Jahrelang hat VW als einziger Hersteller weltweit die Pumpe-Düse-Technik bei der Direkteinspritzung verfolgt - und sich damit an der Spitze der Dieselanbieter gesetzt. Doch bei den Abgasreinigungssystemen der Zukunft ist Common Rail günstiger.

Wolfsburg - Volkswagen gibt seinen jahrelangen Sonderweg in der Dieseltechnik auf und beendet das Zeitalter der Direkteinspritzung nach der Pumpe-Düse-Technik. Stattdessen will der Konzern ab 2007 nach und nach auf die Common-Rail-Technik umstellen, die schon lange von Konkurrenten wie Mercedes oder BMW eingesetzt wird. Ein Konzernsprecher bestätigte am Dienstag in Wolfsburg, dass ab 2007 mittelfristig jedes Jahr zwei Millionen Dieselmotoren mit der neuen Technik hergestellt werden sollen.

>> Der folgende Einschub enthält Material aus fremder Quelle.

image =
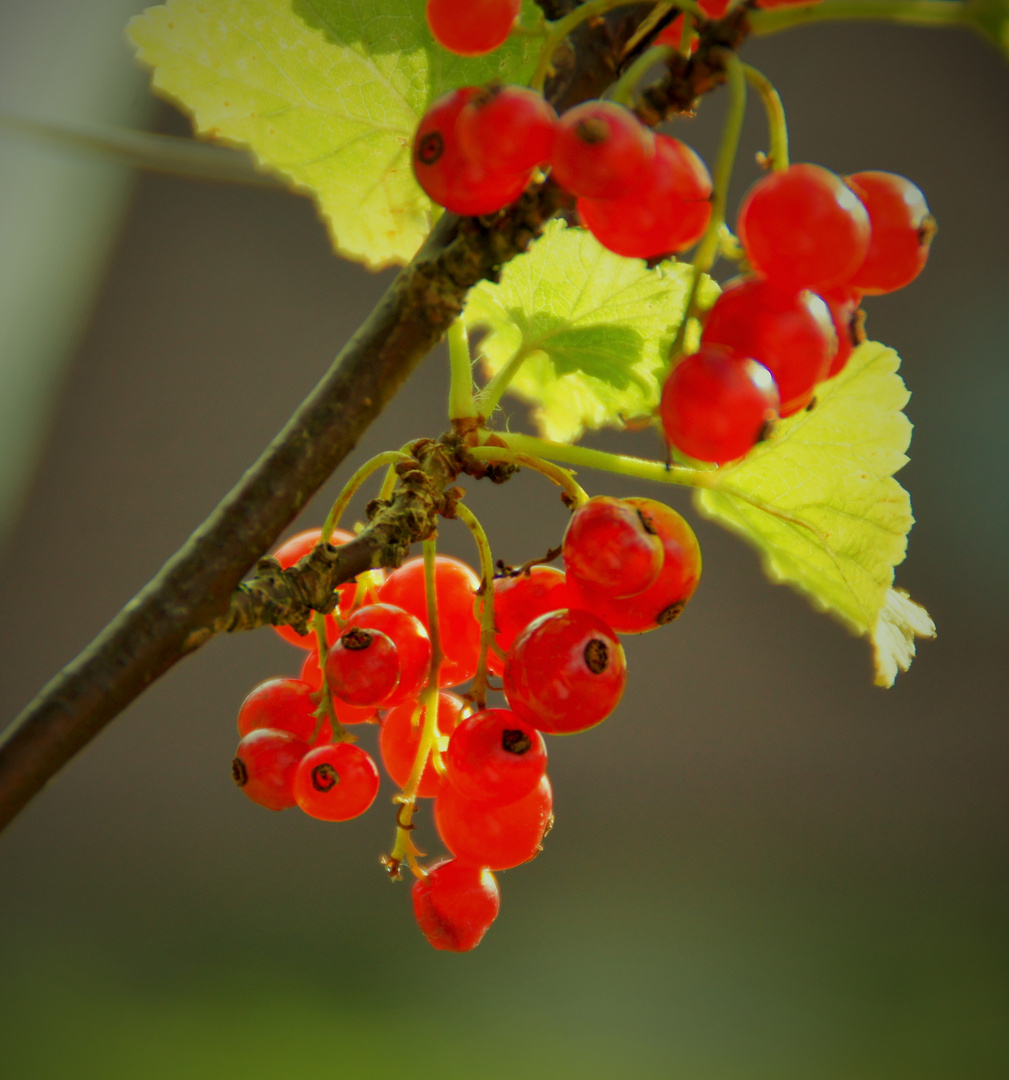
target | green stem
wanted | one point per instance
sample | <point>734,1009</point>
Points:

Bei Pumpe-Düse-Motoren sitzt an jedem Zylinder eine Pumpe und baut den nötigen hohen Einspritzdruck auf. Bei Common Rail hängen dagegen alle Zylinder an einer einzigen Dieselleitung. Der Sprecher begründete den Wechsel mit Einsparungen und besseren Abgaswerten mit Filtern bei Common-Rail-Motoren. Außerdem laufen Common-Rail-Motoren ruhiger.

Die in den neunziger Jahren von Bosch entwickelte Pumpe-Düse-Technik brachte VW einen Vorsprung bei den Abgaswerten, weil Autos mit diesen Motoren die EU4-Abgasnorm schon viel früher als notwendig erfüllten und die Besitzer deshalb kräftige Steuervorteile hatten. Dadurch konnte VW lange Zeit höhere Preise als die Konkurrenz verlangen, weil die Käufer den höheren Preis durch die Steuervorteile wieder hereinbekamen. VW wurde zum führenden Dieselanbieter.

VW arbeitet im Konzern schon heute sowohl mit Pumpe-Düse wie mit der Common-Rail-Technik, die vor allem in den großen Dieselmotoren zum Zug kommt. Weil es zu teuer werde, zwei verschiedene Dieseltechniken gleichzeitig weiter zu entwickeln, falle die Entscheidung gegen Pumpe-Düse, erklärte der Sprecher. Bei den Abgasreinigungssystemen der Zukunft habe Common Rail Vorteile, sagte er. Zwar seien die neuen Anforderungen auch mit Pumpe-Düse zu schaffen, das würde aber deutlich teurer werden, sagte er. Weltweit hatte nur der VW-Konzern auf Pumpe-Düse gesetzt.